Inquiry. 2025 Jan-Dec;62:469580251380412. doi: 10.1177/00469580251380412. Epub 2025 Oct 31.
ABSTRACT
Rural U.S. residents face higher mortality rates and reduced access to primary care physicians. Prior studies report mixed findings on physician supply and health outcomes, and few have examined whether increasing supply reduces rural-urban mortality disparities. The objective was to quantify the marginal benefits of additional primary care physician supply in rural and urban areas, independent of other healthcare and socioeconomic factors. We conducted a 23-year county-level longitudinal observational study of 2942 U.S. counties (1992-2014). Mortality rates were obtained from CDC WONDER, physician supply and socioeconomic characteristics from the Area Health Resource File, and rural-urban classification from the USDA’s 2013 Rural-Urban Continuum Codes.

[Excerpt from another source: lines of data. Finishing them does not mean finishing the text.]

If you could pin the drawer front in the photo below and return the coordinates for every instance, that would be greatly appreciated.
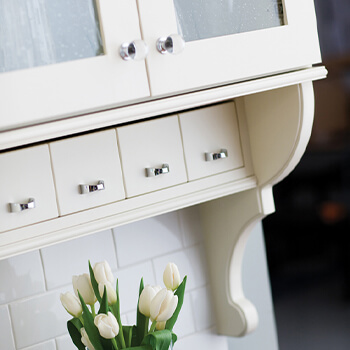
(87, 171)
(27, 192)
(211, 140)
(151, 145)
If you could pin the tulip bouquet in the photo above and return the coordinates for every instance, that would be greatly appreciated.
(103, 330)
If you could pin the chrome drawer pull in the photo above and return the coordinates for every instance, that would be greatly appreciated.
(18, 207)
(151, 172)
(214, 156)
(92, 188)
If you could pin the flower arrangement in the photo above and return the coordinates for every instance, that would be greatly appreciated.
(103, 330)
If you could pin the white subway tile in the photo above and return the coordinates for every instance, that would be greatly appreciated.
(65, 343)
(24, 276)
(6, 337)
(49, 345)
(129, 283)
(202, 341)
(202, 308)
(190, 225)
(190, 261)
(63, 260)
(38, 319)
(144, 239)
(185, 322)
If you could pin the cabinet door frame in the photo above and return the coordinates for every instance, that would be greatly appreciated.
(55, 91)
(231, 58)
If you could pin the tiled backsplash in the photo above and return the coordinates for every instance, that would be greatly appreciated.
(31, 315)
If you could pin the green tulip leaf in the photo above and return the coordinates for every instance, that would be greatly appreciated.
(115, 308)
(104, 303)
(90, 327)
(159, 340)
(141, 320)
(180, 292)
(94, 283)
(74, 325)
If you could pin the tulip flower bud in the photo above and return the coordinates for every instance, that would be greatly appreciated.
(171, 276)
(107, 325)
(72, 304)
(160, 326)
(147, 294)
(82, 284)
(85, 339)
(163, 305)
(103, 272)
(111, 293)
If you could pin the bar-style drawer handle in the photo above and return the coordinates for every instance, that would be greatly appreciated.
(214, 156)
(92, 188)
(151, 172)
(18, 207)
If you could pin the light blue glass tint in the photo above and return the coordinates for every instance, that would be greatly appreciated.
(41, 32)
(203, 19)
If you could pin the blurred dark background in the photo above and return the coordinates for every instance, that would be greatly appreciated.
(308, 238)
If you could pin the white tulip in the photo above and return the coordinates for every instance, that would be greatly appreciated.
(107, 325)
(82, 284)
(163, 305)
(147, 294)
(111, 293)
(72, 304)
(171, 276)
(160, 326)
(85, 339)
(103, 272)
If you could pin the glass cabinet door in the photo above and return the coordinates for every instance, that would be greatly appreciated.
(61, 57)
(225, 41)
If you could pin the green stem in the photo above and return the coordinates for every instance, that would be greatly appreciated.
(153, 327)
(114, 342)
(93, 310)
(81, 320)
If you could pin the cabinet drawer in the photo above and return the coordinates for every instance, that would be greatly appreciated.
(87, 171)
(27, 192)
(211, 140)
(151, 145)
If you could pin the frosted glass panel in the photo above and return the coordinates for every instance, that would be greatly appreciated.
(203, 19)
(40, 32)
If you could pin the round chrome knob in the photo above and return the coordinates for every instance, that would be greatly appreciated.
(173, 44)
(136, 50)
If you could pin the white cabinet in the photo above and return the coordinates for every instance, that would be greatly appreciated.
(211, 140)
(151, 155)
(27, 192)
(87, 171)
(216, 53)
(55, 87)
(79, 69)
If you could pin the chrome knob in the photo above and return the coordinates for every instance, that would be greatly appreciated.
(151, 172)
(173, 44)
(92, 188)
(18, 207)
(216, 155)
(136, 50)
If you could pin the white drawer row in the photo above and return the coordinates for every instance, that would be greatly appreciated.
(62, 177)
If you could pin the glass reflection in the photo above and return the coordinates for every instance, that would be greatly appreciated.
(41, 32)
(203, 19)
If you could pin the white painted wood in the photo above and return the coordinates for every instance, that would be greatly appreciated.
(228, 58)
(111, 215)
(86, 160)
(60, 90)
(208, 130)
(26, 174)
(44, 131)
(226, 224)
(150, 145)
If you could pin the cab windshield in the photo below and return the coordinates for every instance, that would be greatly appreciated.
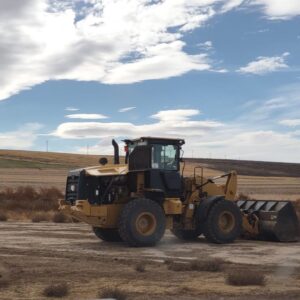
(164, 157)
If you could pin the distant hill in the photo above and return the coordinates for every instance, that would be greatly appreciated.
(250, 168)
(52, 160)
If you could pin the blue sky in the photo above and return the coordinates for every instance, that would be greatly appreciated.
(224, 75)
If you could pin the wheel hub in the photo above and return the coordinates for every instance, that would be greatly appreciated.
(226, 221)
(145, 223)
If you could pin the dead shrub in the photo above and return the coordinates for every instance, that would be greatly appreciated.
(56, 290)
(113, 293)
(248, 277)
(3, 217)
(210, 265)
(60, 217)
(4, 279)
(40, 217)
(140, 267)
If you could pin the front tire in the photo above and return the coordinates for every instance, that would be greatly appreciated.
(142, 223)
(223, 223)
(107, 234)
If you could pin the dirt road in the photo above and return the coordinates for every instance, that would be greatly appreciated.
(34, 255)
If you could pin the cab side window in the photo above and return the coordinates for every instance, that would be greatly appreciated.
(164, 157)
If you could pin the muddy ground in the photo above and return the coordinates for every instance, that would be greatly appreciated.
(34, 255)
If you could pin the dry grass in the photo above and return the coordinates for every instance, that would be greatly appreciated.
(210, 265)
(56, 290)
(29, 203)
(249, 277)
(60, 217)
(29, 199)
(3, 217)
(113, 293)
(140, 267)
(41, 217)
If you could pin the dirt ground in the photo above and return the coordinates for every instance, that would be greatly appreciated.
(34, 255)
(259, 187)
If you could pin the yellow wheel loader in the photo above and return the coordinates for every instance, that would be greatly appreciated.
(137, 201)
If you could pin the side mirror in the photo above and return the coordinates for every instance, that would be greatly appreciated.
(103, 161)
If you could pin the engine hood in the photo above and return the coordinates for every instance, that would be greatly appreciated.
(107, 170)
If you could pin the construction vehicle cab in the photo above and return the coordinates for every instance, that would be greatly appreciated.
(159, 162)
(137, 201)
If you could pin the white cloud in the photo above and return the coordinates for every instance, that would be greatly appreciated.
(125, 109)
(71, 109)
(263, 65)
(22, 138)
(169, 123)
(175, 114)
(290, 122)
(250, 136)
(231, 4)
(208, 45)
(86, 116)
(120, 41)
(279, 9)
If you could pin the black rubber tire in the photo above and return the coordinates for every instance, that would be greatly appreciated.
(186, 235)
(107, 234)
(129, 216)
(211, 229)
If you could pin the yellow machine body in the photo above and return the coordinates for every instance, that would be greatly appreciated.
(138, 200)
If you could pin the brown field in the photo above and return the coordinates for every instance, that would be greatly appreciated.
(44, 258)
(261, 180)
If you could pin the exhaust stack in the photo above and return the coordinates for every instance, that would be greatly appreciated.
(116, 152)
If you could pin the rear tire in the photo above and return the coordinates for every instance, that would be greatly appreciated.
(142, 223)
(223, 223)
(107, 234)
(186, 235)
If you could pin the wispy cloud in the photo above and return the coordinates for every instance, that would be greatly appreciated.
(169, 123)
(22, 138)
(290, 122)
(263, 65)
(86, 116)
(71, 109)
(125, 109)
(278, 9)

We estimated regressions of age-adjusted mortality rates as a function of physician supply, rurality, and county-level characteristics. Despite the higher per-capita supply of hospital beds and post-acute care services in rural areas, physician supply was lower and grow more slowly than in urban areas. County-level analysis showed a negative association between physician supply and mortality. In rural counties, greater physician supply was associated with lower mortality rate; an increase of 1 physician was associated with 1.4 (CI: -1.963 to -0.836) and 0.936 (CI: -1.411 to -0.462) fewer deaths per 100 k population of older adults in rural counties adjacent and non-adjacent respectively, compared to 0.038 fewer deaths per 100 k population of older adults in urban areas. The declining physicians supply in areas where the number of physicians is already low is an alarming problem for rural communities. Efforts by policymakers to broaden rural health networks and increase rural medical personnel may be needed to address disparities in access to care and associated mortality outcomes. Although the dataset covers 1992 to 2014, the findings remain highly relevant given the continued rural physician shortages and widening mortality disparities that persist across the United States.